In Madagascar, the roar mafaitra—the first spittle of the morning, often foul-smelling—is believed to heal a sore ear or eye. The spittle of someone who is fasting has long been thought to have special curative powers. Pliny wanted a woman’s fasting spittle to ease bloodshot eyes; Irish peasants mixed it with clay from a holy well for sore or blinded eyes. In the Leech Book of the Fifteenth Century, readers were told they would need “a sausere full of fastynge spatyll” to cure “scabbis.” Albert the Great thought fasting spittle’s power was revealed by its ability to kill asps and other venomous creatures.
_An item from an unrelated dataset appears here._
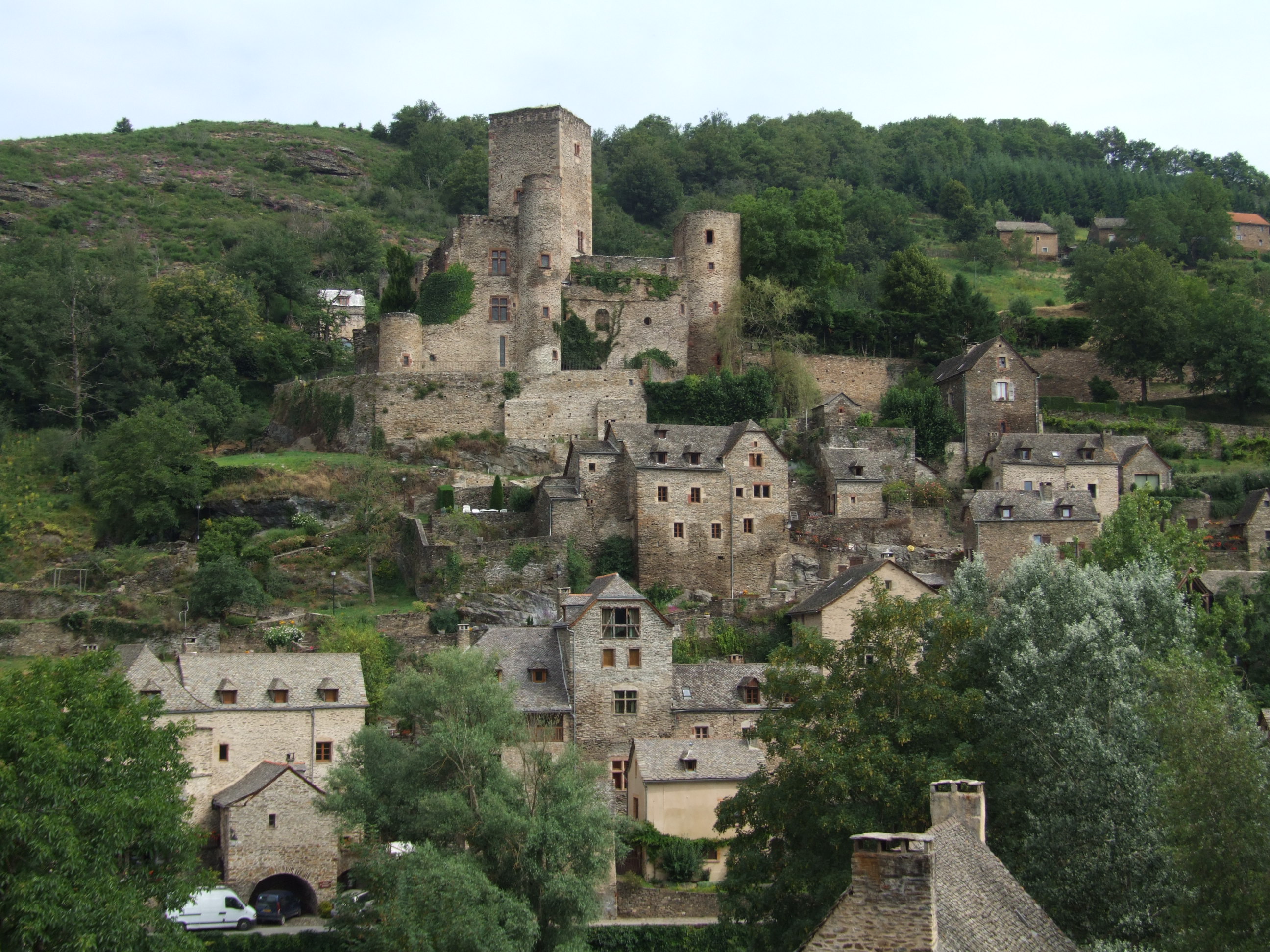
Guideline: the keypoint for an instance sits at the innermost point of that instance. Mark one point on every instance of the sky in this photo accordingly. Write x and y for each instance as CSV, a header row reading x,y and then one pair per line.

Nicholas Robinson, an eighteenth-century English physician, mixed saliva with bile and pancreatic, gastric, and intestinal juices to dissolve “all manner of viscous humors and fabulous concretions.” Or just sogged up a piece of bread with fasting saliva to cure “the gout, the gravel, the stone, the asthma, and dropsy.”

So is this why my dog licks a cut paw obsessively? Or why holes and traumas in the mouth seem to heal faster than injuries to the skin? Earlier medicine seems superstitious now, but those doctors were on to something. Saliva contains immunoglobins, mucins, antibacterial peptides, antifungal compounds, factors that promote blood clotting, epidermal growth factor, histatins, lysozomes to zap bacteria, and leptin. It also announces the body’s condition, its odor giving away the presence of a sinus infection’s infected mucus or one of the smellier diseases. Other telltale compounds, when traveling in blood, would be bound to proteins; in saliva, it is easier to find the molecules that are biologically active. Now that we have sophisticated equipment, minuscule levels of certain molecules in saliva will be easier to detect, the tests far less invasive than other means of diagnosis. We are already using saliva to diagnose hereditary diseases, malignant and infectious diseases (including COVID), and endocrine disorders.

No wonder saliva was thought to be lucky. For centuries, people have spat at the name of the devil and spat to avoid a witch’s curse. Ancient Romans spat away bad luck after encountering someone lame in the right leg, as terrible a curse as a black cat in your path. Jewish custom suggests spitting three times after learning of something terrible, which ostensibly wards off the evil eye but also sounds like a sensible psychological trick to ease some of the shock and emotional charge of that terrible news. Even after receiving good news, the custom is to spit and say “Pu, pu, pu.” Greeks also spit three times to ward off the evil eye (occasioned by praise or jealousy) or cancel a curse, but for them, the number three invokes the Holy Trinity. The Zulu use dream spittle when a widow is troubled by her late husband’s ghost.

“Who spits at heaven, it falls in his face,” warns a Spanish proverb. The Roma have a man spit into water to help his wife become pregnant, although sperm is also helpful. Reading catalogs of such customs, it occurs to me how handy it was, to carry a weapon against the devil in your mouth at all times. These are practical superstitions, easy to enact by a layperson anyplace and anytime.

So how does such a helpful substance wind up a sign of disgust and uncouth manners? There are few signs of utter disdain as eloquent as spitting in someone’s face, and there is an energy to the act, an explosive momentum that must be quite satisfying. Even men of the greatest refinement were once allowed to use spittoons, and they remain next to the seats of the U.S. Supreme Court justices for tradition’s sake. I wince to think what tavern floors would have felt like in bare feet.

France outlawed spitting in public in 1922, and there were campaigns against it in the United States because tuberculosis was such a plague. Maybe it was hygiene that turned opinion against spitting—or maybe the ladies grew sick of it. In any case, the shift is relatively recent, and baseball players remain exempt.

The rest of us will keep our spittle mainly to ourselves, offering it up to diagnose illness but ignoring the other devils.